Bedford, the comedian explains, was not exactly a very Jewish community.
“My feeling of being Jewish came from my being the only Jew,” Silverman tells host Henry Louis Gates Jr. “We [her family] had no religion, but because I had this kind of intuition, when I went to any friend’s house I made sure their parents knew I was not scary. You learn to ingratiate yourself, to be non-threatening, to be funny.
“As a comedian, you become funny as a survival skill — like the fat kid who makes fat jokes before others do.”
Silverman’s sense of Jewish otherness wasn’t the only thing that fueled her comic tendencies — her parents divorced when she was 7.
“My other sisters were crying and upset. I was thrilled, and they kept saying, ‘She doesn’t understand,”‘ the comic recalls. “And I kept thinking, ‘What’s not to understand?’ Are you going to continue to fight? Wake me up in the middle of the night screaming? No? Great.’”
Perhaps because she is part of a crowded hour shared with fellow comics Seth Meyers and Tig Notaro in the episode that airs Feb. 19, the viewer learns little about Silverman’s immediate family, such as her parents or any of her four siblings — including sister Susan, a prominent activist Reform rabbi living in Israel. Instead, the episode focuses on her maternal grandparents, Golde and Herman Halpin.
“[Golde] was a monster,” Silverman says.
Herman, on the other hand, was a funny and apparently stabilizing influence in her life. He was born Hyman Cohen in Seattle, but apparently changed his name at Golde’s insistence.
“She didn’t want people to know they were Jewish,” Silverman surmises.
Meyers’ segment may surprise a few viewers. Many assume the “Saturday Night Live” alum and current NBC late night host is Jewish because of his name — and his punim. He does not consider himself a member of the tribe, though he was presumably aware of his Jewish antecedents on his paternal side. After all, they are noted on his Wikipedia page. (In addition, his wife has Holocaust survivor grandparents.)
Just as it is with Blacks, Jews who grow up around a lot of attractive and smart White people can develop very low self-esteem to the point, as is the case with Silverman, that they actually develop a sense that they aren’t even human by White standards. And when you have such a low self-esteem, you want to destroy those people who have made you feel “less than” a “hairy monkey”, and Silverman has made a career for herself spewing her vitriol at Whites and Christians.

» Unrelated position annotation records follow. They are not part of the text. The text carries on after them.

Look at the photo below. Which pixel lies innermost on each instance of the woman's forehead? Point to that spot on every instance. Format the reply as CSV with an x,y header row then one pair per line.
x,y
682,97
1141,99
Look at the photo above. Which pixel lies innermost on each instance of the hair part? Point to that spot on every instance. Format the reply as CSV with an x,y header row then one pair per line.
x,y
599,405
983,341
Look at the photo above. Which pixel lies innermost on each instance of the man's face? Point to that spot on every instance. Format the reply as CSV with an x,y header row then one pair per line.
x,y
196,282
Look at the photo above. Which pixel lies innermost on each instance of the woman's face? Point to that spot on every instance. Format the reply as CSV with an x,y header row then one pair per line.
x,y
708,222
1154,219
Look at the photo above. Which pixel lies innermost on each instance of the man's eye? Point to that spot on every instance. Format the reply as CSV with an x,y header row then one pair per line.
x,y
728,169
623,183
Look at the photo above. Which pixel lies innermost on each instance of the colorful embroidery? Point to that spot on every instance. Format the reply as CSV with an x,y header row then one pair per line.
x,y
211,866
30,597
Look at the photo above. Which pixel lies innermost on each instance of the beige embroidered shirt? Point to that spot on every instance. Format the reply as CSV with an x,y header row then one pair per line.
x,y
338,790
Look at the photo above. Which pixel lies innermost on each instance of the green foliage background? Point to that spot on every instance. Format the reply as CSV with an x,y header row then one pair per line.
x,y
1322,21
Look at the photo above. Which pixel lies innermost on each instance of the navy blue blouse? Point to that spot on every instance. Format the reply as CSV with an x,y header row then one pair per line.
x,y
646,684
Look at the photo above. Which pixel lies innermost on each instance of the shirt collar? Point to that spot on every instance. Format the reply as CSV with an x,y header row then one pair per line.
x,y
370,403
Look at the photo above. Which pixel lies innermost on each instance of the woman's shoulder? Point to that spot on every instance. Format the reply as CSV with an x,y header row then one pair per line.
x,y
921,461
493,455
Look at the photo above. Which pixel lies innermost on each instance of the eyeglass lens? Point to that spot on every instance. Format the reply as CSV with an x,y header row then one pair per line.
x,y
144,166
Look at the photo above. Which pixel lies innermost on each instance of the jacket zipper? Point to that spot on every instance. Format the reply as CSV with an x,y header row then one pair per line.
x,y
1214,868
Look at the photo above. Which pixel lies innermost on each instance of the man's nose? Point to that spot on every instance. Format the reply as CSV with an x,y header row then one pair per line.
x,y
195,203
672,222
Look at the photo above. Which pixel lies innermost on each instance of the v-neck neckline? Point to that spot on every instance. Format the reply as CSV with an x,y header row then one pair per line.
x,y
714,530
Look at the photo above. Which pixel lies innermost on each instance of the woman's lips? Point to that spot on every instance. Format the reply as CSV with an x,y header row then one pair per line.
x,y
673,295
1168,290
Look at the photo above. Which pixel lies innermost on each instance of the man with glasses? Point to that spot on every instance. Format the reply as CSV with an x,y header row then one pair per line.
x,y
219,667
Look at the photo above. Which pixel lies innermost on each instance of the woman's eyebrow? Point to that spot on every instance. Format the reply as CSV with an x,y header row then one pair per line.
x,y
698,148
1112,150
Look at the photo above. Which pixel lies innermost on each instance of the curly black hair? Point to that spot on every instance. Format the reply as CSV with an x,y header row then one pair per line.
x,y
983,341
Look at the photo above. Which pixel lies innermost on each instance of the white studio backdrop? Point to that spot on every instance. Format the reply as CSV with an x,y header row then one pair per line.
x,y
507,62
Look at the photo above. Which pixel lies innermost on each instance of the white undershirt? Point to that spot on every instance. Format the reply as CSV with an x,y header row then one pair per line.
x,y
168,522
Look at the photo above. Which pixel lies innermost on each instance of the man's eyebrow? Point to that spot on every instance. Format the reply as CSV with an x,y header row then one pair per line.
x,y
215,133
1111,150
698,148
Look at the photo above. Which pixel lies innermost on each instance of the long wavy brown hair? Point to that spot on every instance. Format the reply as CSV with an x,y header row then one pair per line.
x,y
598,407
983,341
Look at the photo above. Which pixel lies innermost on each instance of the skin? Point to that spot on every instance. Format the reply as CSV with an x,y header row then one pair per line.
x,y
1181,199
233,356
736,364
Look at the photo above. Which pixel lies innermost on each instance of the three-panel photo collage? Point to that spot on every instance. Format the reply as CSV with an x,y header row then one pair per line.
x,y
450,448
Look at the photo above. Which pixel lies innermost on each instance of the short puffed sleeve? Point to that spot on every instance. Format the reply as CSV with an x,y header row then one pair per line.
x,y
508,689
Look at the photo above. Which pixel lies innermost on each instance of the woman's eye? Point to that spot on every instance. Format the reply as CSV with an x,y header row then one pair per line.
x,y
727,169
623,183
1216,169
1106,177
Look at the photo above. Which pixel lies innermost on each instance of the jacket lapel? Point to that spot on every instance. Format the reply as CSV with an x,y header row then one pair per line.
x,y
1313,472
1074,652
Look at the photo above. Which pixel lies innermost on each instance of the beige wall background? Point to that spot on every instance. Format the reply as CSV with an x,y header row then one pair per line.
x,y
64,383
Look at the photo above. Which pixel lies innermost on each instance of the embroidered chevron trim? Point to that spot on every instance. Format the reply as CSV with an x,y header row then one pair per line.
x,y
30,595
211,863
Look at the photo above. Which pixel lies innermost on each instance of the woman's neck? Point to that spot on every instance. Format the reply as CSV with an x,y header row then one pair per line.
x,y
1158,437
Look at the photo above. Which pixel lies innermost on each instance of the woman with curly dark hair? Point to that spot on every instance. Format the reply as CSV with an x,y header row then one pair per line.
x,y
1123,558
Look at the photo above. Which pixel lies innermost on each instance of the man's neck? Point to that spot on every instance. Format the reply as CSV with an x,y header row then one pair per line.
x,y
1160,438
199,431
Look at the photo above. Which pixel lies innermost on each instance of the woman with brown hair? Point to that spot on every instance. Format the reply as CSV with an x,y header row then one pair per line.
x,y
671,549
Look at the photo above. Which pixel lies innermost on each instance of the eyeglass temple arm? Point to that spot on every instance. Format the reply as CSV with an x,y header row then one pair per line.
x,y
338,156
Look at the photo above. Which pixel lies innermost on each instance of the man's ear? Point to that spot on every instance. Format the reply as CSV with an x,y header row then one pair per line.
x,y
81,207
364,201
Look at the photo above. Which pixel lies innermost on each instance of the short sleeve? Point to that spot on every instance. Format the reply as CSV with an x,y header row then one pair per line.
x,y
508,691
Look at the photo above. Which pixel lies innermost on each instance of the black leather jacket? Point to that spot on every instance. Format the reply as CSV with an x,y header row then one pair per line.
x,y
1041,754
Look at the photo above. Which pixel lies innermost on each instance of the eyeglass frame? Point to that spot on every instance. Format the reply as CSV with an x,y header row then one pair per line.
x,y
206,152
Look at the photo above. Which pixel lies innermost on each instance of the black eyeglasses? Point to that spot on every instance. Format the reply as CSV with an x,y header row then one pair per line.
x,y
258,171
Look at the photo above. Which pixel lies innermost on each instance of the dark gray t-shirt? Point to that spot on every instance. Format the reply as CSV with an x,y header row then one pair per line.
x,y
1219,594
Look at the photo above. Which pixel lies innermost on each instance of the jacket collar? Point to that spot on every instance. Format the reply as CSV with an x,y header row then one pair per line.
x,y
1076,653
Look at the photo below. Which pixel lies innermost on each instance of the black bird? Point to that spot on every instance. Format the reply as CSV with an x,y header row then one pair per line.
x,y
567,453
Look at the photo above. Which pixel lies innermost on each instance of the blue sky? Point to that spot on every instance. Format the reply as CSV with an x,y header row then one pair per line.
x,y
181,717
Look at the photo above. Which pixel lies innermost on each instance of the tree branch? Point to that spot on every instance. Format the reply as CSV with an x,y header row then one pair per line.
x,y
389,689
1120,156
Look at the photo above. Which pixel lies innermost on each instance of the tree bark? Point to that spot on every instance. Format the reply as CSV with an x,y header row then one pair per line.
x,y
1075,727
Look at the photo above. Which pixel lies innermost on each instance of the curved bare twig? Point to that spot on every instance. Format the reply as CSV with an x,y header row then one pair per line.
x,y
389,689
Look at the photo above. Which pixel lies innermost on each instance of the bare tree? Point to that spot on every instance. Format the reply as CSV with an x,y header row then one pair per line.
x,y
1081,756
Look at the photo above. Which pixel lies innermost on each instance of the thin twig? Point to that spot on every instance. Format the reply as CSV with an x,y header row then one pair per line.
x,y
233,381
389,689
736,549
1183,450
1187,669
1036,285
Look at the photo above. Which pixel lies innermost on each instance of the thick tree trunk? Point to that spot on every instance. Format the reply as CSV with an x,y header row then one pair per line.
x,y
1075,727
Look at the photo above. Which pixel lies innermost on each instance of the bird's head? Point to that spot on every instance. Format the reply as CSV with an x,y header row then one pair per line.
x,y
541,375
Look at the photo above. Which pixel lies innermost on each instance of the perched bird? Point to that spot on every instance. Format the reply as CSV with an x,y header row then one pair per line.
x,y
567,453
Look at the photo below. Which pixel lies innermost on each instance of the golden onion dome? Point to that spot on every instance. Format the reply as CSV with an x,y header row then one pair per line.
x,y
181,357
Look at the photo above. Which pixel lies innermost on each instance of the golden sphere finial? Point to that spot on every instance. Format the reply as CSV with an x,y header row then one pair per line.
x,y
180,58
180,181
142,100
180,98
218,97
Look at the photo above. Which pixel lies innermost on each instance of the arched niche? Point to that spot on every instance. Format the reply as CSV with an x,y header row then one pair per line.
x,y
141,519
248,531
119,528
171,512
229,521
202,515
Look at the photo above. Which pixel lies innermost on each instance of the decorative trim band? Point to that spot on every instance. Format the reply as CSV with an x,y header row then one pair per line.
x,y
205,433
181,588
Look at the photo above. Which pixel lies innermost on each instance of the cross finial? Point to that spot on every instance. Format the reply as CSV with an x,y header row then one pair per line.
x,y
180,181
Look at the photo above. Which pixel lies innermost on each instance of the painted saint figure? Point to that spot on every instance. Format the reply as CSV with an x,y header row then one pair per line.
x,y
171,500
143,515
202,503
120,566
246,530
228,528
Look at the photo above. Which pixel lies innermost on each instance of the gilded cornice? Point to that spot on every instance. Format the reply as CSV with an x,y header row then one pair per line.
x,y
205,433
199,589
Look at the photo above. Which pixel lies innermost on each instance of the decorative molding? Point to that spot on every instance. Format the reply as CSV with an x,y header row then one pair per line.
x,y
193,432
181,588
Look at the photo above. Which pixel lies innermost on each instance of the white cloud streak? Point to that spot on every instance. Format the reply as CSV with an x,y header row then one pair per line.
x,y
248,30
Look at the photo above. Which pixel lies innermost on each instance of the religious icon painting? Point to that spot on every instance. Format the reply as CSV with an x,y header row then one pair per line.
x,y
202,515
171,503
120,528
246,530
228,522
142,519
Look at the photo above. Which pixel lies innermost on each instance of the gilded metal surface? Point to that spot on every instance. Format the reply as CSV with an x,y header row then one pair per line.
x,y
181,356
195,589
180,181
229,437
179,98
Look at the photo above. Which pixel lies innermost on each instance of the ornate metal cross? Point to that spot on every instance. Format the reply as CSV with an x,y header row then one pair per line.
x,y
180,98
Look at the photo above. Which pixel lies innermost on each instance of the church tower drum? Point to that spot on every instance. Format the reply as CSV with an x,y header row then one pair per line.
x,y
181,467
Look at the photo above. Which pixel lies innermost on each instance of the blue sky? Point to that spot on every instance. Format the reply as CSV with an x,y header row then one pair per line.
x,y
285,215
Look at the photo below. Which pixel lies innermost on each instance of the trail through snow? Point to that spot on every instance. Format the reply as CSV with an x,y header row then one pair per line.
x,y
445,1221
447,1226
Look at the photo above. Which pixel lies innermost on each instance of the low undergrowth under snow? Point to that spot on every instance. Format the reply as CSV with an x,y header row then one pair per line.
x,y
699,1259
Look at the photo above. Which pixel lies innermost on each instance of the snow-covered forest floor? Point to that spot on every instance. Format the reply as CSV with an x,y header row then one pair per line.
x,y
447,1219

And as Silverman reminds us, there was a time in the not-too-distant past when Jews did whatever they could to disappear into the landscape and pass as white, hiding their jewishness as best they could from the greater White society. White people made Jews feel like freaks, and the poor Jews just wanted to fit in, or so the story goes. But that’s the jewish dilemma, as Woody Allen once noted, “I wouldn’t want to be in any club that would have me as a member.” Neither Silverman nor Allen need worry that Whites will ever want them as part of their club.